Thanks for your advice,

Hi benoit,

Thank you for the report and sample code. I was able to recreate the error and believe it to be an issue with the compiler. I have created a technical problem report (TPR#16391) and sent it to our engineers for further investigation.

Best Regards,
Mat

Thanks for your quick answer Mat,

Then, I guess the issue may not be solved in he next few hours.

Is there any way the probe the values of variables in a kernel while it is running other than using emulation mode? Does the debugger supports this? Blind debugging is an unappealing challenge :-)

Benoit.

Hi Benoit,

Is there any way the probe the values of variables in a kernel while it is running other than using emulation mode?

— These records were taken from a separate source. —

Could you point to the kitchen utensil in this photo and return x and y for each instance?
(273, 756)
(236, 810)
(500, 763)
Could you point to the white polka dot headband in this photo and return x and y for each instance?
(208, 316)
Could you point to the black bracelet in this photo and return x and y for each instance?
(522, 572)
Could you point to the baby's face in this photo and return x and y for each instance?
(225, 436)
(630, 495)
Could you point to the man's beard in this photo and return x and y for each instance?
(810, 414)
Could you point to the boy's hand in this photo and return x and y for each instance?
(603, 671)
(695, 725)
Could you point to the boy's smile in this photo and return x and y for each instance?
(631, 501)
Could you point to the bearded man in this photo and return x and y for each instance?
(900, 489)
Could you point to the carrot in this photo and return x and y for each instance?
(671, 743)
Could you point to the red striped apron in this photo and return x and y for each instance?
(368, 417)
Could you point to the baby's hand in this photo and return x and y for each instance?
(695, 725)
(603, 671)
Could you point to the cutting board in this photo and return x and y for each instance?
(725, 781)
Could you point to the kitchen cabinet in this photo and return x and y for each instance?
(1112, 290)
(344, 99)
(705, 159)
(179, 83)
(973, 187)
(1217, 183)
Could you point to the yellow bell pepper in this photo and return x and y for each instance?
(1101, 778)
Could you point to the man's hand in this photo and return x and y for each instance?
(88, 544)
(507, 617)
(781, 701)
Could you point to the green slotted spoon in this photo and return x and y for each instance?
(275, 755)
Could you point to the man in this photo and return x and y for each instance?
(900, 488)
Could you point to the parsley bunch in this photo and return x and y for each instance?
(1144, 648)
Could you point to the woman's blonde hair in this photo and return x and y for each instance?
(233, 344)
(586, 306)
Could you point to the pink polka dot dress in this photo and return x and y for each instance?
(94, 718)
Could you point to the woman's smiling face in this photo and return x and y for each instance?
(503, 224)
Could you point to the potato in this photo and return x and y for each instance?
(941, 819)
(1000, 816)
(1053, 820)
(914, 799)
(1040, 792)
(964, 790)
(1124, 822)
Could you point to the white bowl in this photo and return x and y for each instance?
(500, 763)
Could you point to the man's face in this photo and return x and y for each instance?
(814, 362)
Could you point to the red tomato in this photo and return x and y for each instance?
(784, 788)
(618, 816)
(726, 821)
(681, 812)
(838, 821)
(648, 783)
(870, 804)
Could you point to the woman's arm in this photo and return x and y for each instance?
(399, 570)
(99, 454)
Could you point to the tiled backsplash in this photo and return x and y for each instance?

Unfortunately, not yet. Our tools engineers are working on GPU debugging support, but it’s not yet available.

Blind debugging is an unappealing challenge

I do apologize. Hopefully we can have this error fixed soon, or find a suitable workaround.

  • Mat

Hello Mat

I have found a work around it seems. It appears that removing “implicit none” in the
main program makes it possible to compile with -Mcuda=emu.

So I can leave it to check my variables when compiling with -Mcuda, then for debugging with -Mcuda=emu I can remove it.

I notice that “implicit none” is not used in the few fortran cuda examples available.
I find this strange. Maybe there is a specific reason. But in general, my feeling is that no fortran 90/95/2003 code should be written without it…